JEUDI 12 / 20 HEURES
TOME 1
La houle
MARS 2020
Au début, ils étaient trois colocataires. Alice, Ninon, et Louis. Ils n'étaient pas amis. Ils ne comptaient pas l'être. Ils avaient juste répondu à une annonce. Ils avaient tous emménagé en même temps, heureux de débuter cette nouvelle aventure. Mais après quelques semaines, ils avaient vite déchanté. Alice ne sortait jamais de sa chambre, Ninon était sur le dos de tout le monde pour le partage des tâches ménagères et Louis avait posé un cadenas sur un des placards, méfiant qu'on lui vole ses vivres. Ça annonçait l'ambiance... Ils ne se parlaient jamais. Ils faisaient leur vie de leur côté. Une année scolaire, c'était ce qu'ils devaient tenir.

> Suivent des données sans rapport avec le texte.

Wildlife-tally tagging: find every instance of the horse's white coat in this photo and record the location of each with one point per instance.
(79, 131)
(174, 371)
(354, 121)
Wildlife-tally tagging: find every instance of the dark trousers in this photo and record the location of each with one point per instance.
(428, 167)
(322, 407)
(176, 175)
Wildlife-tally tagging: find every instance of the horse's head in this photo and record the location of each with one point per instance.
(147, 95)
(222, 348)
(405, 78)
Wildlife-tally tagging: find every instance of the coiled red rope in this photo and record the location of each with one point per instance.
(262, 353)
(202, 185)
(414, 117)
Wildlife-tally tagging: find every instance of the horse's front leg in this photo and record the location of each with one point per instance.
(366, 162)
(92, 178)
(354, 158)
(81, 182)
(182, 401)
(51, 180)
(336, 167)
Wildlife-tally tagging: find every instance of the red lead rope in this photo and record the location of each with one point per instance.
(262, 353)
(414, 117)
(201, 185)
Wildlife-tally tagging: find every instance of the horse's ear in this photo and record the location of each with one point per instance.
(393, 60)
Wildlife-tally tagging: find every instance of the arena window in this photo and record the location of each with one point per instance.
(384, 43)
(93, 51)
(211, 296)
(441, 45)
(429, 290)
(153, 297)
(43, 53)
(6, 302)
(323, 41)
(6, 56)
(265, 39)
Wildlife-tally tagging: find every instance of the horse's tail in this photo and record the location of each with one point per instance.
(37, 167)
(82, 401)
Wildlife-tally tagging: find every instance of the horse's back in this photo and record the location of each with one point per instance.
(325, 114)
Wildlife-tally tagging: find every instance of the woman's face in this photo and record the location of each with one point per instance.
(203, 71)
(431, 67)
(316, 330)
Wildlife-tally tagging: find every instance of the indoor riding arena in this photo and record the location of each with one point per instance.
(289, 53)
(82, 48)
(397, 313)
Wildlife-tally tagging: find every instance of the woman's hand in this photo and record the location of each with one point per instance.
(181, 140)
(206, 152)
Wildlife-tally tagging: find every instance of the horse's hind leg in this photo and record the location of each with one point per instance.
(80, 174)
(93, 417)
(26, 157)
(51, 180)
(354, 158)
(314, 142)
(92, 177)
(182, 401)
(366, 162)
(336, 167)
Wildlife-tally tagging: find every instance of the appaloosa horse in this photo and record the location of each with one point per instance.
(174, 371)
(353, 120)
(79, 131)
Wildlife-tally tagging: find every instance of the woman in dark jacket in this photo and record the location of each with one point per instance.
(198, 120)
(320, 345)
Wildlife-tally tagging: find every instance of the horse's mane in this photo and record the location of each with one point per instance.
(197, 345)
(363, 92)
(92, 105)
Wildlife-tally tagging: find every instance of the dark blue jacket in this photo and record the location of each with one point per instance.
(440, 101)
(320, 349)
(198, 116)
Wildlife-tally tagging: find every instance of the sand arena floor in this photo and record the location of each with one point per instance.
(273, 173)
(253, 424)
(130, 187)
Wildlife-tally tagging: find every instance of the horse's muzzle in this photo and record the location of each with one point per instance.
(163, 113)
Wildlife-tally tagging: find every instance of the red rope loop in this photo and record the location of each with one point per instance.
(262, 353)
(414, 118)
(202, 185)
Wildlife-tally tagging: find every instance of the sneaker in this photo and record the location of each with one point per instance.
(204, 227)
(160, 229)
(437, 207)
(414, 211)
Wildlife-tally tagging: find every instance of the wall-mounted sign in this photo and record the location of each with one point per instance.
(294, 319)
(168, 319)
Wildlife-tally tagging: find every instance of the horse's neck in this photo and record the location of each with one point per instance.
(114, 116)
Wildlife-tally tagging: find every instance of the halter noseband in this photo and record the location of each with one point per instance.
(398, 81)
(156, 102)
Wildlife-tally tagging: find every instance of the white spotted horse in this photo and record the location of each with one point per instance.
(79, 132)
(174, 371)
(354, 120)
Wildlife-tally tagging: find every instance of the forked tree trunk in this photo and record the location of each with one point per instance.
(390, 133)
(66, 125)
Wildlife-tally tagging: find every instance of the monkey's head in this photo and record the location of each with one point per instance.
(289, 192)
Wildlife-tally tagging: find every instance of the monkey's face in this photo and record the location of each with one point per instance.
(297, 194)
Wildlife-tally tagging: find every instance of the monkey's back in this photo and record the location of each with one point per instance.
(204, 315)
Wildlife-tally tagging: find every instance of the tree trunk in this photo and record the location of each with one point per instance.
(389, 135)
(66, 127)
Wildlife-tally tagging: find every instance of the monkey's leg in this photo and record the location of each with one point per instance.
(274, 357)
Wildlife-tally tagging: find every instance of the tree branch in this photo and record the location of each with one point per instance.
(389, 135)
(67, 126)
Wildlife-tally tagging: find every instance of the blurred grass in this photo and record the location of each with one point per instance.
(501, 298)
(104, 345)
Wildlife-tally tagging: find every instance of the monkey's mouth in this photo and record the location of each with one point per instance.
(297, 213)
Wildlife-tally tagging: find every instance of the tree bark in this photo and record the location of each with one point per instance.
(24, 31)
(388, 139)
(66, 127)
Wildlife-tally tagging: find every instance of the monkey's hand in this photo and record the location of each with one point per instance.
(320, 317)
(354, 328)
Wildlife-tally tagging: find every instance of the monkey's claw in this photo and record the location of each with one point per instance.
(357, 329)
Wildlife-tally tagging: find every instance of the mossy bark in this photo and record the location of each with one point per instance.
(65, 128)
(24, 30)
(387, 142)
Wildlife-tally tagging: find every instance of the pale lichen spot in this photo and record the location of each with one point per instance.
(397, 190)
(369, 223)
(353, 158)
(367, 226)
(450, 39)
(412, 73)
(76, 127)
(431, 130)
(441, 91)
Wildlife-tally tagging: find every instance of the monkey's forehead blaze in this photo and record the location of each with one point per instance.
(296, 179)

Ils avaient déjà fait un bon bout du chemin quand en février, Alice leur avait annoncé qu'elle abandonnait la fac et rentrait chez ses parents.
Ninon et Louis devaient trouver un nouveau colocataire en mars, pour payer à temps le loyer d'avril. Sauf que...
─ Dès lundi, les crèches, les écoles, les collèges, les lycées...
─ Dis les universités, dis les universités, chuchota Louis.
─ ... Les universités seront fermées.
Le jeune homme se leva du canapé dans un cri de victoire. Ninon, qui l'avait exceptionnellement rejoint dans le salon l'observa s'extasier avec dédain. Sans un mot, il se rassit et écouta le discours jusqu'à la fin. Quand le programme passa de nouveau au plateau télévisuel de la chaîne d'informations, Louis s'étira comme un chat.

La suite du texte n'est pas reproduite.